In a book that mixes personal memoir with science lesson, McClintock brings to life a complex and thriving, but ultimately fragile, ecosystem. Who would have known that a cubic mile of Southern Arctic ocean is home to 27 trillion ‘butterflies’ – of the underwater variety, Limacina antarctica.

Like other zooplankton, and the phytoplankton they feed on, and like the larger shrimplike krill, the invertabrates such as giant marine worms and giant squid, the birds, fish, whales, seals and penguins, its habitat, and therefore its survival, is under pressure from the destructiveness of a human civilisation that is largely unaware of its existence.

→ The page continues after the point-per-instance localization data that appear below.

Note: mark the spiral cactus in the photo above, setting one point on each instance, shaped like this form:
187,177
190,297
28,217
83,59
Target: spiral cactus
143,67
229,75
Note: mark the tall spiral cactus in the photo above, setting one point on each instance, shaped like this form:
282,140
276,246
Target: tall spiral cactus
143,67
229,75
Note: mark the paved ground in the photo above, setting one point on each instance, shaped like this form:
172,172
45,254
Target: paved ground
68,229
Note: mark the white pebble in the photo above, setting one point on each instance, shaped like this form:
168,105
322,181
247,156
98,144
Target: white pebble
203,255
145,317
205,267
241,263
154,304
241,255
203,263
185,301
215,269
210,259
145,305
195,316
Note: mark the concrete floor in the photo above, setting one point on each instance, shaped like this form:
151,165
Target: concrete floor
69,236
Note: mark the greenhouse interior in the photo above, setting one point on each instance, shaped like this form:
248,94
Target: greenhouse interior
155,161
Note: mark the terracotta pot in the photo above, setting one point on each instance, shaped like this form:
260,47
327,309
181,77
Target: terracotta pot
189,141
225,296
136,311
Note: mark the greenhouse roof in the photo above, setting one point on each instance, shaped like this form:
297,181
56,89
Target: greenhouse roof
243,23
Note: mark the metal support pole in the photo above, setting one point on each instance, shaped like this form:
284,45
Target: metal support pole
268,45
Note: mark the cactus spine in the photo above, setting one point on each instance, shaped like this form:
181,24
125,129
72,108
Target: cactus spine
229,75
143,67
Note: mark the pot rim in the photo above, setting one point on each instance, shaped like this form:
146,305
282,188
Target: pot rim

Through McClintock’s eyes we get a glimpse of life on the brink. We see the kind of research taking place in Antarctica, some of it his own. And we are given the gift of thirty years of study brought to bear on understanding the intimate connections between things. Although he’s not a ‘deep ecologist’ – or indeed an ecologist of any kind – McClintock’s elucidation of how even a minute change in ocean temperature or acidity can throw a vast system into chaos and decline is fascinating.

Written with enthusiasm and an eye for detail, and in a way that largely avoids impenetrable jargon, this is an excellent, if ultimately distressing, accounting of the effects of rapid man-made climate change on a unique and irreplaceable wilderness.

Lost Antarctica: Adventures in a Disappearing Land

James McClintock

Palgrave MacMillan

Paperback

£16.99

 

  • This review appeared in Geographical magazine circa December 2012.